Ich stelle einige davon kurz vor und gehe dann auf die Vor- und Nachteile ein, die ich für Sistances EXPLODE! ausgemacht habe.

Anforderungen an die KI

Das Ziel der KI soll sein, aus einer Menge von Zügen denjenigen auszuwählen, durch den sie den größten Vorteil gegenüber dem Gegner erlangt oder den geringsten Nachteil.
Züge, bei denen die KI gewinnt, sind entsprechend mehr wert als alle anderen Züge. Existiert kein Zug, durch den die KI direkt gewinnt, muss sie die daraus resultierende Spielsituation bewerten. Derjenige Zug, der zur für die KI besten Folgesituation führt, wird von der KI gespielt.

Bewertungsfunktion

Um eine Spielsituation als gut oder schlecht einzuschätzen, benutzen typische KI-Algorithmen eine sogenannte Bewertungsfunktion. Die Bewertungsfunktion liefert einen einfachen Wert -üblicherweise eine Zahl-, der beschreibt, wie gut oder wie schlecht die Situation für einen bestimmten Spieler ist.
Abhängig von der Definition bedeuten hohe Werte gute Situationen und niedrige (gegebenenfalls sogar negative) Werte schlechte Situationen.
Eine Spielsituation, in der die KI das Spiel gewonnen hat, wird bestmöglich bewertet, eine Spielsituation, in der die KI verloren hat (oder verlieren wird), wird schlechtestmöglich bewertet.

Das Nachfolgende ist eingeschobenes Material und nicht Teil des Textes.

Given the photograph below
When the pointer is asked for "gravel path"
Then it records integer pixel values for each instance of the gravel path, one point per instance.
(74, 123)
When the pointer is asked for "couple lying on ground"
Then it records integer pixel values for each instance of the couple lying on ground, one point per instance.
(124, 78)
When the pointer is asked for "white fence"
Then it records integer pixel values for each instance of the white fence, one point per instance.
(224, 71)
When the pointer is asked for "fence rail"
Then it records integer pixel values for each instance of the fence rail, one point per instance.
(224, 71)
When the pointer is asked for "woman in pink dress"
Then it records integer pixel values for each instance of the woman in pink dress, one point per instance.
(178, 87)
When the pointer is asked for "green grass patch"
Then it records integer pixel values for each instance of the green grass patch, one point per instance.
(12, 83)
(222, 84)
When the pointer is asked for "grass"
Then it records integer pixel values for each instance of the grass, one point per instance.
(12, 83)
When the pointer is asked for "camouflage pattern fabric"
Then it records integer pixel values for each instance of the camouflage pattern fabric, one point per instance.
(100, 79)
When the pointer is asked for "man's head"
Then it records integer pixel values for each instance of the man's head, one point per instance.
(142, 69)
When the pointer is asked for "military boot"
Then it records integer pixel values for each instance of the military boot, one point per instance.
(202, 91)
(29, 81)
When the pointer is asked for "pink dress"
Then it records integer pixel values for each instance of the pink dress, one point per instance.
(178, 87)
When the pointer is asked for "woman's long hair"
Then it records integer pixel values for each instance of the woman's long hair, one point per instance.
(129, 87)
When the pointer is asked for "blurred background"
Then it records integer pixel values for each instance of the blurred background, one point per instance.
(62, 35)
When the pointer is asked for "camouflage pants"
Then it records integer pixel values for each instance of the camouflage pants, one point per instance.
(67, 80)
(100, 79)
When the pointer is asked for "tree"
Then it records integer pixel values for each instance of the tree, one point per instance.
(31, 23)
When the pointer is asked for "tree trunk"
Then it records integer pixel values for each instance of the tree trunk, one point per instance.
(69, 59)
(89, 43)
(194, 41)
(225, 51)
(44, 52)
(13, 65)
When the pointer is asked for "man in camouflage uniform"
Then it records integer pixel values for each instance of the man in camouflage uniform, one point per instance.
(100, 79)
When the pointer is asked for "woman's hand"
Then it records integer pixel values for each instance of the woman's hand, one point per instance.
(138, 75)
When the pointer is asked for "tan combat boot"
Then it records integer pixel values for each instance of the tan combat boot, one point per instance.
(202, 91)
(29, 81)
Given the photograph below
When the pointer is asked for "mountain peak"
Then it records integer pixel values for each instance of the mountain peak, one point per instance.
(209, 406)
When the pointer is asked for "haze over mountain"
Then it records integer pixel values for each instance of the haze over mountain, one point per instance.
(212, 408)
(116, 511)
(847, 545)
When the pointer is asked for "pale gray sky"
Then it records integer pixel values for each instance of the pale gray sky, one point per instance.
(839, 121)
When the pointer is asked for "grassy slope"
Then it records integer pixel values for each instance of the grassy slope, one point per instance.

Um eine Situation zu bewerten, können einfache und komplexe Sachverhalte herangezogen werden. Der Minimax-Algorithmus zieht sogar die Bewertung zukünftiger, erreichbarer Spielsituationen heran.

Eine Bewertungsfunktion für Sistances EXPLODE! könnte einige der folgenden Informationen berücksichtigen.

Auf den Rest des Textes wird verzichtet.